I had to team up with an other student, an artist named Romain Barrès. He created all the 3D assets.
I made the game design, all the programming and nearly all the 2D assets (except for textures).
This project was presented before professionals in 2007 during an ISART Digital symposium and was very well received.
The name is a pun on the word "symbiosis", in which "Sim" means Simulation and "Bio" means Biotope.
Pitch
SimBioz is a god game in which players can develop a full biotope from an empty pond.
With the player's help, life can begin its cycle thanks to plants and the animals they attract.
By preserving the equilibrium of such a fragile ecosystem and taking care of its inhabitants, players can create a full living world.
SimBioz is a god game in which players can develop a full biotope from an empty pond.
With the player's help, life can begin its cycle thanks to plants and the animals they attract.
By preserving the equilibrium of such a fragile ecosystem and taking care of its inhabitants, players can create a full living world.
Player experience
Like all god games, SimBioz allows players to create a world and have power on it.
By helping it grow and live, players can understand how it works and be sensitized to ecology.
One of aim of this game is to help people develop empathy for animal life striving to survive.
On a side note, as the biotope grow in size and complexity, the landscape become more and more beautiful and alive, thus allowing a peaceful contemplation of the like of an aquarium.
In this game it is impossible to lose. Players can begin a new cycle of life anytime.
Since players can play ad vitam eternam, they can experiment freely and discover the game at their own pace.
Gameplay
Players can plant wild plants on the ground (irises) and on the water (water lilies).
- These plants grow and attract simple life, like insects (flies, dragonflies...) and other plants (Cattails, duckweeds...).
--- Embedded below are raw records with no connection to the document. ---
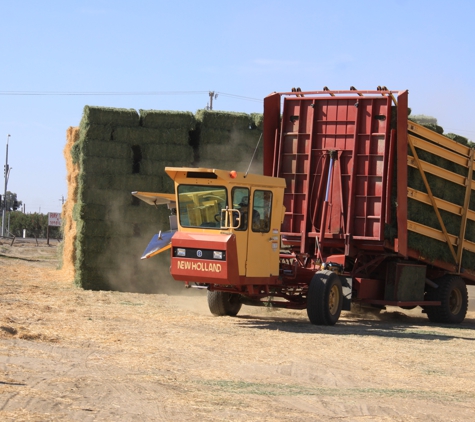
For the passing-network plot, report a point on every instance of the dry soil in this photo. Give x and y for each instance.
(73, 355)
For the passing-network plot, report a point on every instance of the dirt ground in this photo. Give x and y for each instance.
(73, 355)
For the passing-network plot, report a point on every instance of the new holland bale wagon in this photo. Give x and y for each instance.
(357, 204)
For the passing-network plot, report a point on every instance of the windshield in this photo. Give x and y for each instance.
(200, 206)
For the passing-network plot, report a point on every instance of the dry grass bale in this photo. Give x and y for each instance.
(69, 224)
(424, 214)
(457, 138)
(167, 119)
(109, 116)
(220, 120)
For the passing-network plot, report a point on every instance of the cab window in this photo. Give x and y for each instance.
(200, 206)
(240, 198)
(261, 211)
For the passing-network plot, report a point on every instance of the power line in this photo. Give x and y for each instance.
(57, 93)
(131, 93)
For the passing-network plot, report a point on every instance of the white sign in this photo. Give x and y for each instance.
(54, 219)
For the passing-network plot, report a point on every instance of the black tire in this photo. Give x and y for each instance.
(224, 303)
(324, 298)
(452, 292)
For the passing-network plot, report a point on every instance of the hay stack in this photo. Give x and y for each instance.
(425, 214)
(67, 257)
(119, 151)
(229, 140)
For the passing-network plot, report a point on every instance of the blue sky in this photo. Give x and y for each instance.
(179, 51)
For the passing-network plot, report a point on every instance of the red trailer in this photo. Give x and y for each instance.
(375, 209)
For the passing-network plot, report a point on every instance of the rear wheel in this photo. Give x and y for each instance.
(324, 298)
(224, 303)
(453, 295)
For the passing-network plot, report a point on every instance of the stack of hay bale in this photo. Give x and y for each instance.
(442, 189)
(228, 140)
(119, 151)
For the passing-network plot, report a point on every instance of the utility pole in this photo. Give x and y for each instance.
(7, 172)
(211, 96)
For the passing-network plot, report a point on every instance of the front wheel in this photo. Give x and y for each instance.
(453, 295)
(224, 303)
(324, 298)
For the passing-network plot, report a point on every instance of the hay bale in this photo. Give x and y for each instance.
(96, 147)
(95, 131)
(220, 120)
(109, 116)
(167, 119)
(457, 138)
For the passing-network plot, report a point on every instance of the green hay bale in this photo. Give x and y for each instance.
(218, 153)
(168, 152)
(145, 214)
(143, 136)
(434, 127)
(440, 188)
(457, 138)
(423, 119)
(82, 211)
(109, 116)
(95, 131)
(167, 119)
(155, 169)
(95, 166)
(257, 120)
(111, 198)
(223, 120)
(137, 182)
(94, 147)
(76, 151)
(92, 228)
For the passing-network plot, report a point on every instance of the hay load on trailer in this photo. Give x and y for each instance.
(357, 204)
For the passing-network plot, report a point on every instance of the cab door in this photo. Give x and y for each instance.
(264, 232)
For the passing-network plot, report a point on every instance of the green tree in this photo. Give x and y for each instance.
(12, 201)
(36, 225)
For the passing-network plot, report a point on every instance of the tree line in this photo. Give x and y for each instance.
(36, 225)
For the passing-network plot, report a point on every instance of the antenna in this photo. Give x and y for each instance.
(252, 158)
(212, 95)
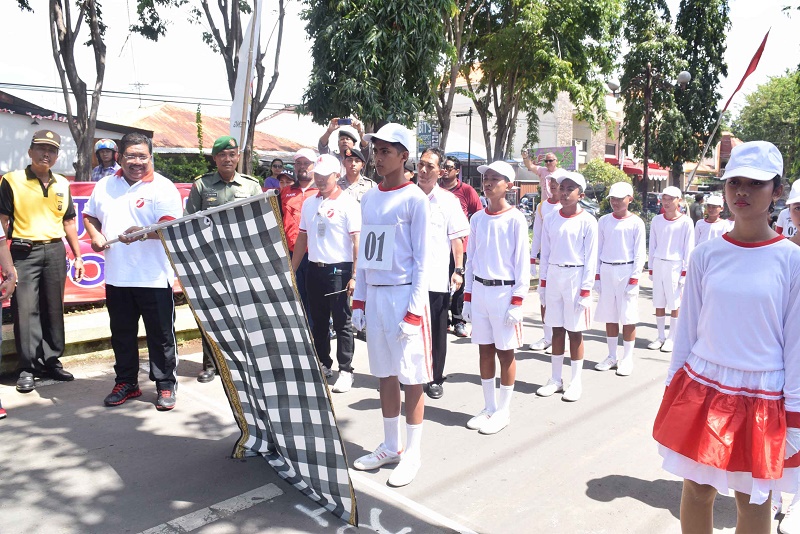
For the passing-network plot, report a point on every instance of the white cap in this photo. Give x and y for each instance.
(757, 160)
(394, 133)
(794, 196)
(575, 177)
(304, 153)
(620, 190)
(327, 165)
(500, 167)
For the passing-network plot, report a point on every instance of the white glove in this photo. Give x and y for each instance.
(792, 442)
(358, 320)
(406, 331)
(513, 315)
(466, 312)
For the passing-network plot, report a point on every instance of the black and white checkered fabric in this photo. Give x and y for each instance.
(234, 269)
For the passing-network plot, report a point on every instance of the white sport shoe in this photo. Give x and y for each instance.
(377, 458)
(497, 422)
(405, 471)
(607, 364)
(542, 344)
(479, 420)
(550, 388)
(343, 383)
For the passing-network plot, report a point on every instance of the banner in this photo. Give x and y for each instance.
(235, 272)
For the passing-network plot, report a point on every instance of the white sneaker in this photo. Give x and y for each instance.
(542, 344)
(573, 392)
(405, 471)
(497, 422)
(377, 458)
(343, 383)
(607, 364)
(550, 388)
(478, 421)
(625, 366)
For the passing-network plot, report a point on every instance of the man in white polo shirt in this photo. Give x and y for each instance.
(138, 274)
(328, 230)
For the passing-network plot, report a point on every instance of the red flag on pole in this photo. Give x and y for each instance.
(750, 69)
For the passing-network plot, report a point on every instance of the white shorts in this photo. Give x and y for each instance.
(561, 299)
(489, 306)
(614, 304)
(666, 293)
(410, 360)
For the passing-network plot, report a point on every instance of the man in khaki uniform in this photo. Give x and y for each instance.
(215, 189)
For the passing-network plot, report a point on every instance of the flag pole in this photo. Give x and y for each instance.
(197, 215)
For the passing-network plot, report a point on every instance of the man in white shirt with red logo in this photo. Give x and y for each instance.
(138, 274)
(328, 230)
(391, 300)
- Insects survive by eating the plants. Players have to plant new plants when they are depleted, but without crowding the pond.
- If insects do survive, they attract more complex lifeforms, like frogs and fishes.
- These animals survive by eating the insects.
And here goes the food chain.
Plants and animals have a full life cycle, with reproduction and death of old age or starvation.
Any surpopulation or underpopulation threatens the equilibrium of all the biotope.
By controlling the population of plants (by adding and removing some), players ensure the survival of all the pond.
I used extensive systemics to make all elements in the pond act with credibility.
Plus, each time a new game is played everything is different. It is impossible to have two identical plays.
During their game, players can see at anytime the world through the eyes of any animal by clicking on it.
This allows immersion and contemplation, adding a 'zen' touch to the game.
For obvious reasons this game has a strong ludo-educative potential.
It was designed to help people of all ages to learn about and understand the unbelievable complexity of a pond by playing it.